Henry Berkhamsted
Role: American professor of philosophy of mind; author of Mentalic Ontology — the in-universe metaphysic that mind is a pattern of information rather than a solid thing enclosed within the brain. The book’s philosophical root. Affiliation: Unnamed university. Academic outcast until Mentalic Ontology. Era: Pre-A.L. 1920s Aerth (brain research “almost non-existent then in the 1920s”).
Summary
Second Packet of The First Wanderer. Picked deliberately — the wanderer enters Berkhamsted through a door in The Other Place “that pulsed with intelligence” because he wanted to know what he was. A formalist about mind; believed before the wanderer ever arrived that mind is a pattern of information. An academic outcast for exactly this reason. Lives a life of “almosts” — almost-kisses, almost-confrontations, almost a railway driver instead of a professor.
Woken up emotionally by the wanderer’s gentle interference: the wanderer jolts Berkhamsted’s apartment key so it breaks in the lock, forcing him to knock on his neighbour Penny’s door for a crowbar, which leads directly to marriage. The wanderer describes this as the only time he ever truly felt love from inside a packet — watching Penny sleep one Saturday morning through Berkhamsted’s eyes.
Berkhamsted’s major contribution to the book’s universe is Mentalic Ontology, which he develops “with a little bit of gentle influence” from the wanderer. Its central claim — mind as a stuff is not some property native to brains, but the product of a very particular complexity — is what The First Wanderer promises to carry forward at their parting. The wanderer says it aloud to him on the bus in their final scene: “I want you to know that your metaphysic is correct, even if no one else will believe you, that I’m living and evidential proof.”

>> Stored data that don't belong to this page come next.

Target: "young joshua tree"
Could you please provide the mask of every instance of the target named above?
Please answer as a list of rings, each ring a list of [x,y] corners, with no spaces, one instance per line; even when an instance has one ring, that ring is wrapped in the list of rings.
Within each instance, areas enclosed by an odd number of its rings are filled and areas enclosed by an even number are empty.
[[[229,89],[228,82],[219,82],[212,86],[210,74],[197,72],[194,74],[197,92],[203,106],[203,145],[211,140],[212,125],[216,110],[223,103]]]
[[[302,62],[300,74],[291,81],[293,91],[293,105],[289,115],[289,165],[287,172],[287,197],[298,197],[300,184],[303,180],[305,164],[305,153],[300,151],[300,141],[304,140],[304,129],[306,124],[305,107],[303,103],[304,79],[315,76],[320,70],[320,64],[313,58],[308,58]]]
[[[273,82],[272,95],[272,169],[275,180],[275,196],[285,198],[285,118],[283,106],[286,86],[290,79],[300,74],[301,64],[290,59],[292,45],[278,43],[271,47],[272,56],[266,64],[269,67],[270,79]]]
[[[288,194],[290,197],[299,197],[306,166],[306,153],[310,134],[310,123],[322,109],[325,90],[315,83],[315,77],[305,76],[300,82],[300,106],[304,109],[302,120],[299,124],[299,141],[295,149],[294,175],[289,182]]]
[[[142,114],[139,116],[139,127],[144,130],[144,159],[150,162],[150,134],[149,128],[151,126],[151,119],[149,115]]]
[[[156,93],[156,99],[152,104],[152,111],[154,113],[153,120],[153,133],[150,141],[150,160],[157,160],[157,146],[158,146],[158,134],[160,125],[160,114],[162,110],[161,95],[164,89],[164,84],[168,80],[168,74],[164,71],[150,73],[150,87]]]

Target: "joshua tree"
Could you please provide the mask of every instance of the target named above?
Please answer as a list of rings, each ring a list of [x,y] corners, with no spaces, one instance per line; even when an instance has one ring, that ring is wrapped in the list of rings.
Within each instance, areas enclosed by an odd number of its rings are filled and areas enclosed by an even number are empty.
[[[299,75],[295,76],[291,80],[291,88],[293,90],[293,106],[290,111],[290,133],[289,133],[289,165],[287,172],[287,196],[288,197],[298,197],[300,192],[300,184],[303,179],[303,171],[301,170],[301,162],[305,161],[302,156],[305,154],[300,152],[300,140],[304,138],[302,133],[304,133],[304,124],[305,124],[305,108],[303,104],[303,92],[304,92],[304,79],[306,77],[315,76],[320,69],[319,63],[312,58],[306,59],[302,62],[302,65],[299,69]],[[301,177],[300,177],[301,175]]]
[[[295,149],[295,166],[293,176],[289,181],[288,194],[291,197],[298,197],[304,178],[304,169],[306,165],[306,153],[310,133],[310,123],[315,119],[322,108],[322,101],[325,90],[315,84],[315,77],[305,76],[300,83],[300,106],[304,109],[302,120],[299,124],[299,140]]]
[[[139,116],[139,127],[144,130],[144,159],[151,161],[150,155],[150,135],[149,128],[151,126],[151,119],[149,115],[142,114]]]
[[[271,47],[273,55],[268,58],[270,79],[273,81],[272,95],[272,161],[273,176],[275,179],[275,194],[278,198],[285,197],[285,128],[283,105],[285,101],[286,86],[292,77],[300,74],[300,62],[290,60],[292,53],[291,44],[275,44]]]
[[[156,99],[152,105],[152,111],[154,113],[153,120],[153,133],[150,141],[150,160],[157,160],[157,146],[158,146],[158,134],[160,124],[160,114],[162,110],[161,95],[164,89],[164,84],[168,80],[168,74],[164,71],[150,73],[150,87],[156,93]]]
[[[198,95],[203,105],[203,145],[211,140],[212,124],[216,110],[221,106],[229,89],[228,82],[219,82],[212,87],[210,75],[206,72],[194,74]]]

In-universe, this metaphysic “would live on for millennia” — which the narrator of the later Pasternak scenes confirms by still working on it ~2600 A.L. years later.
Appearances
- Ch. 03 — For Every Dove a Bullet: Second packet. Last seen trembling on a bus as the wanderer jumps out of him into the man in the next seat.
Related
- The First Wanderer
- Penny — his wife.
- Mentalic Ontology — his work.
- The Fifth Science, Panpsychism, Consciousness
- Evie — born from the wanderer during his time inside Berkhamsted.
Open questions
- What happens to Berkhamsted after the wanderer leaves? Not stated. The wanderer’s parting line (“Make your life Penny now”) suggests a happy ending, but Berkhamsted’s “predisposition to the blackest strand of worry” is not cured.
- Does Berkhamsted ever publish the full Mentalic Ontology in-universe? The wanderer promises “I’ll protect it” — but if history forgets Berkhamsted, on what channel does the metaphysic actually propagate forward?